She nodded, as if she was just letting it all sink in. “So what do we do next?”

“Next for me is going home and getting some sleep,” I replied.

“What about me? Where I am I supposed to go?”

“Well, it would be ideal if you could have stayed at your house, but I think that would be too uncomfortable for you.”

“Can I come home with you?”

“No!” I shouted. There was no way I could let her stay there. I was a grown man. She was a college kid. Not only that, but she was dead. I didn’t want to get attached to this girl. My job was trying to find out what happened to her so I could get rid of her. Send her on her way. “You can’t stay at my house. I’m sorry.”

“Why not?”

“Because..well..You just can’t. I like to spend my time alone. I don’t bring my work home with me.”

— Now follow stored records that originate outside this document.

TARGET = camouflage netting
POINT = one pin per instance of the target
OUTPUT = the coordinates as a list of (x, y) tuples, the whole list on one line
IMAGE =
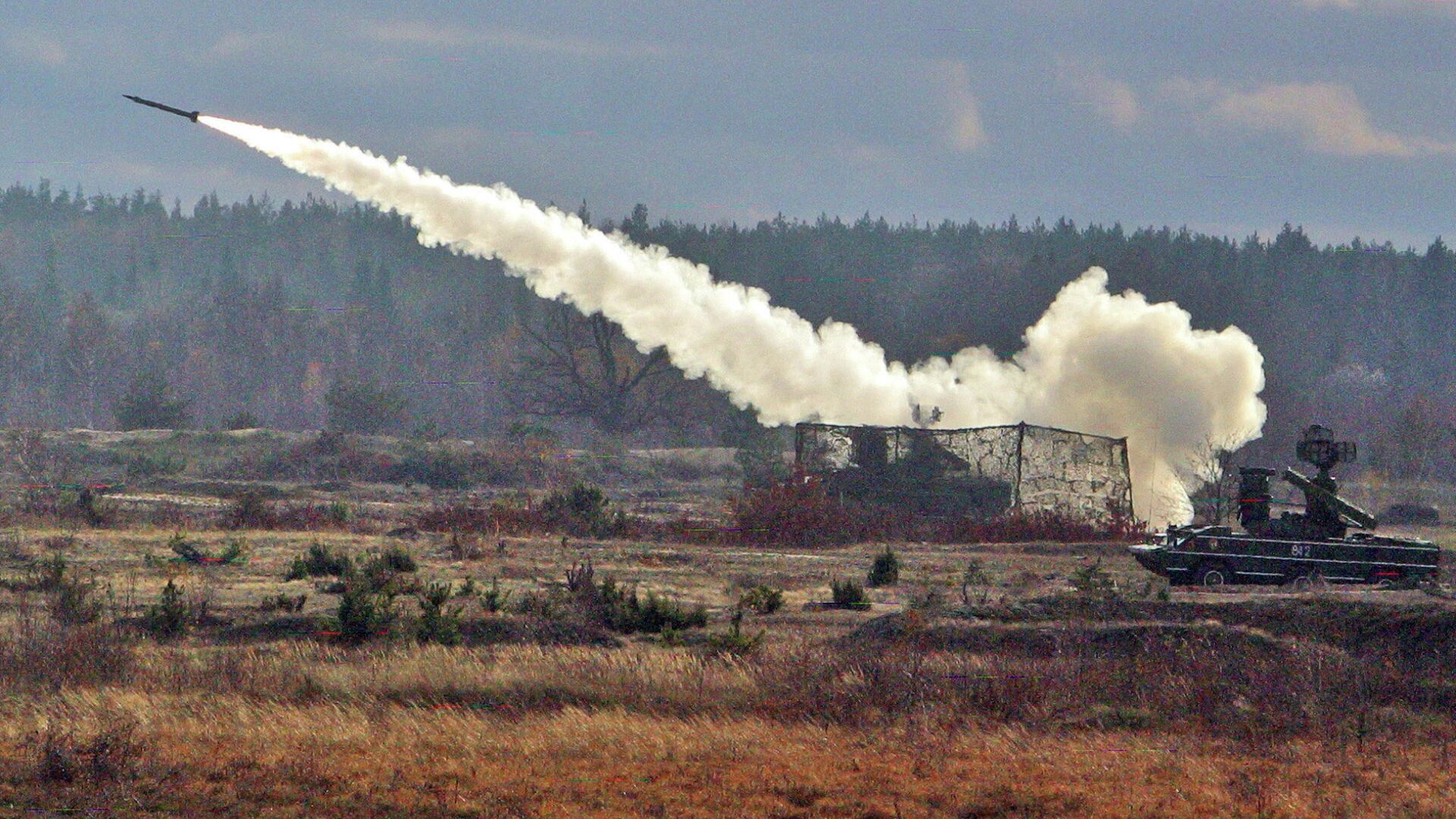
[(976, 471)]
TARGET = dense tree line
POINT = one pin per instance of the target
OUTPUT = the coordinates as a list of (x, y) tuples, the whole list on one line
[(262, 308)]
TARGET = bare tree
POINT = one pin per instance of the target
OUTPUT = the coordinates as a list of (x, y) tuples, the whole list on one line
[(584, 366), (1215, 480)]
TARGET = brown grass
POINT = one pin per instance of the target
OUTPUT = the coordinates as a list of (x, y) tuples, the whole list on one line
[(240, 758), (1078, 710)]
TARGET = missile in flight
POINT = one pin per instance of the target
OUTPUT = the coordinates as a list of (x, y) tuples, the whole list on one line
[(191, 115)]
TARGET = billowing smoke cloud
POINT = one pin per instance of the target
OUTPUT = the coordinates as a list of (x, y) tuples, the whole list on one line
[(1095, 362)]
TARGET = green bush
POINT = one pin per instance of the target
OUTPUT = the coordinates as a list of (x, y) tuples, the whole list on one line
[(974, 576), (886, 570), (283, 602), (436, 468), (1094, 582), (734, 642), (242, 420), (74, 601), (437, 624), (762, 599), (848, 595), (628, 613), (492, 599), (150, 406), (395, 558), (582, 512), (362, 614), (156, 464), (169, 617), (319, 561)]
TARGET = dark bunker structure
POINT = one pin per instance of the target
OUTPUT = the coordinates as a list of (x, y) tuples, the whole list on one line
[(979, 471)]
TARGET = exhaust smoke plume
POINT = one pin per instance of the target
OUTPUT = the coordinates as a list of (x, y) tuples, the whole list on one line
[(1095, 362)]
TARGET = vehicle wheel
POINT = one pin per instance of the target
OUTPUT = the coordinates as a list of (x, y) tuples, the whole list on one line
[(1307, 582), (1213, 575), (1388, 582)]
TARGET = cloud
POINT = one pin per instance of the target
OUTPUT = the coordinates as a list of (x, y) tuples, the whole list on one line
[(965, 133), (36, 49), (1379, 5), (1112, 99), (1326, 117), (431, 36)]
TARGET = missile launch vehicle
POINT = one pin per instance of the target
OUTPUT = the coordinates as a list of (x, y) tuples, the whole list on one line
[(1293, 548)]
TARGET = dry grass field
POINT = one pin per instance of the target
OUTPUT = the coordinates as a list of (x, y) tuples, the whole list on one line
[(1063, 682)]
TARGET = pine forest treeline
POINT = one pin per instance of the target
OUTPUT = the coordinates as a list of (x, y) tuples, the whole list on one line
[(261, 308)]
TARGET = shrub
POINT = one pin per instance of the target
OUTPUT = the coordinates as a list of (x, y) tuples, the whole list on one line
[(112, 754), (251, 510), (734, 642), (762, 599), (156, 464), (185, 548), (395, 558), (626, 613), (886, 570), (623, 610), (436, 468), (362, 614), (437, 624), (74, 601), (364, 407), (338, 512), (976, 576), (242, 420), (492, 599), (319, 561), (582, 512), (1094, 582), (149, 406), (169, 617), (463, 547), (848, 595), (283, 602)]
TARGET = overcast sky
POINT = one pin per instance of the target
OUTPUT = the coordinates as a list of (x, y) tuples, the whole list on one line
[(1226, 117)]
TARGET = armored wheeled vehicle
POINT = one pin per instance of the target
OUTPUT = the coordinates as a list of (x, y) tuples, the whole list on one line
[(1298, 548)]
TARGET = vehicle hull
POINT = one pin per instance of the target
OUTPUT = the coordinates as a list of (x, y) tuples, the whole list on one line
[(1185, 556)]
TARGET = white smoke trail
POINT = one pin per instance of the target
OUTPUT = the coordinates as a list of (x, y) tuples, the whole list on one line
[(1095, 362)]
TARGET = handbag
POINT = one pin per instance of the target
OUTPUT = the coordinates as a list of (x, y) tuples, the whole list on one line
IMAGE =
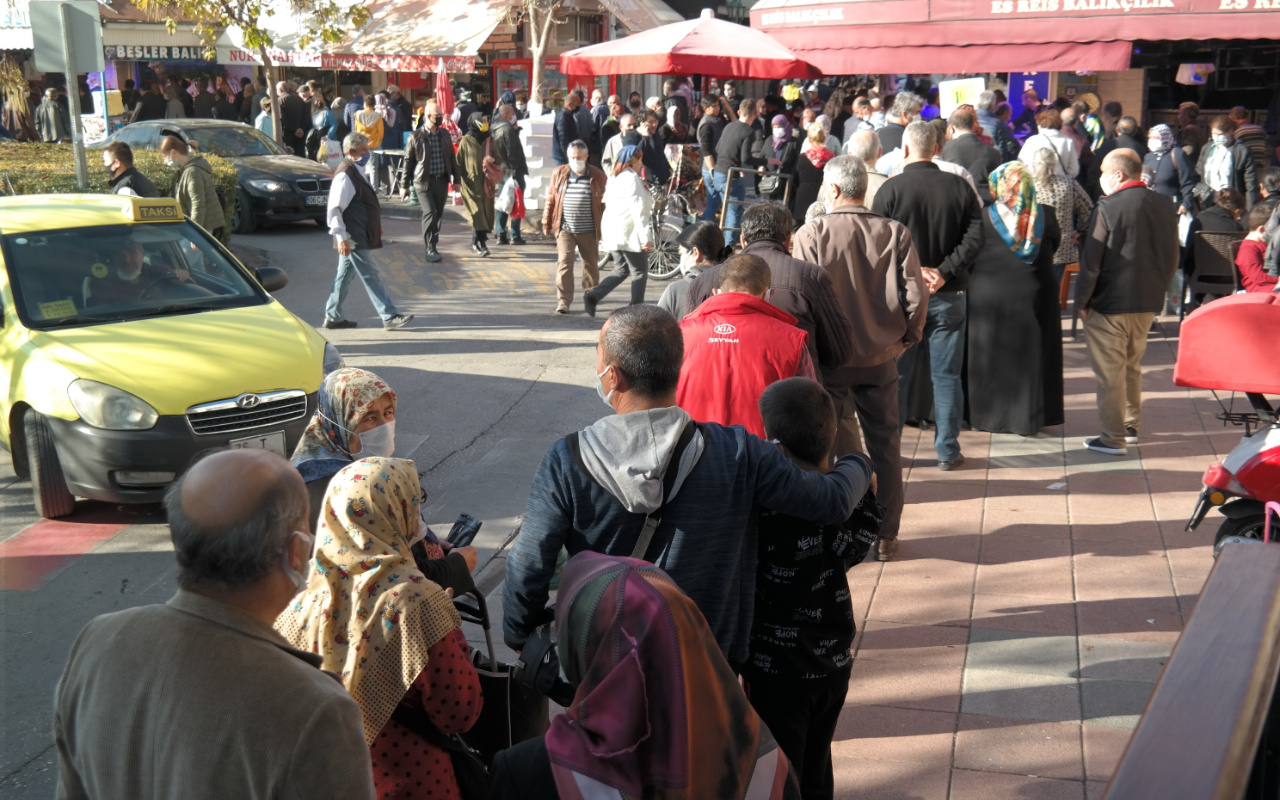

“Oh,” she replied, a little crestfallen it seemed. “Your work, huh?” I don’t think she liked that reference. “Okay, well I’ll find someplace to go. Maybe I’ll just wander around until morning. Meet you at your office?”

“Yeah, that would be fine. About 10 o’clock.”

“Okay. See you then.” She gave me a little flip of the hand, waving goodbye. I didn’t know where she was going to, but that wasn’t my problem. I’m here to help spirits to the next plane, not babysit them on this one.

I watched her go until she rounded a corner and was out of sight. I walked another block and managed to hail a cab home. It had been a long day; I was looking forward to the downtime. But when I got to the house I realized that wasn’t going to happen.

The door was open a crack, the main lights were on. I had a visitor…

“Advocate For The Dead ” 2017 Paul D Aronson.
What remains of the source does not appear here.